Most of the mercenary troops deserted Heraclid by late 1562, leaving him with mostly Hungarian troops. Many of them were murdered at Sipoteni, after being promised a celebratory meal by Tomșa. Still controlling Suceava, Heraclid only commanded the loyalties of 656 men. During the siege, he began suspecting his own garrison commander, Captain Devay (also Devan or Dervici), of preparing a treasonous surrender. By ordering Devay executed, he probably pushed his soldiers into contemplating desertion. Heraclid is presumed to have been murdered by Tomșa himself upon surrendering in November 1563. Of the Verbia and Sipoteni survivors, Roussel's Spaniards remained loyal to the Prince to this last day of his reign. A xenophobic massacre was reported by Pandolfi, who notes that Hungarians and Italians were lynched all over Moldavia, once Despot had surrendered; he was probably one of the survivors.

Tomșa and Moțoc failed to gain recognition for their regime, and were finally killed with Ottoman acquiescence. Lăpușneanu, who may have spent time as a galley slave, returned to inaugurate a rule of terror, punishing the boyars for their insubordination.
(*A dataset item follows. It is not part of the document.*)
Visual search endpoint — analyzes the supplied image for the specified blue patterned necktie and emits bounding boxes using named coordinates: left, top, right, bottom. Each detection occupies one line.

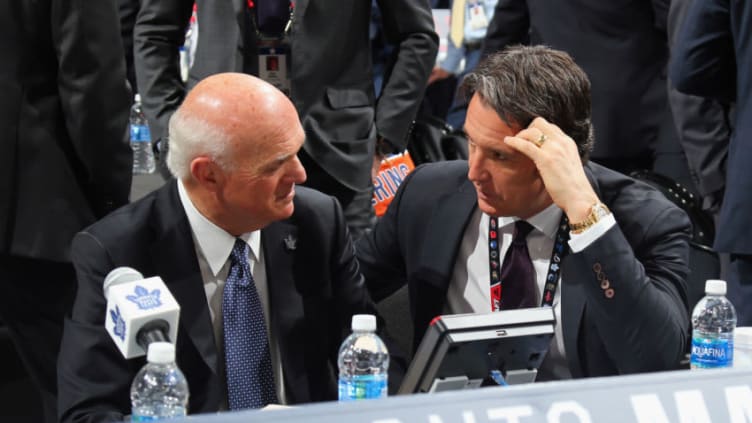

According to a revisionist assessment by historian Virgil Cândea, he "apparently only killed 12 boyars, namely those who had betrayed him at Verbia in 1561". During that interval, Roussel reappeared as the backer of another rival pretender, Ștefan Mâzgă. Verbia was again the site of a major battle in early 1600, at the height of the Moldavian Magnate Wars. A Wallachian force under Michael the Brave defeated here the Moldavian Prince Ieremia Movilă, effecting a short-lived political union between Wallachia, Transylvania and Moldavia.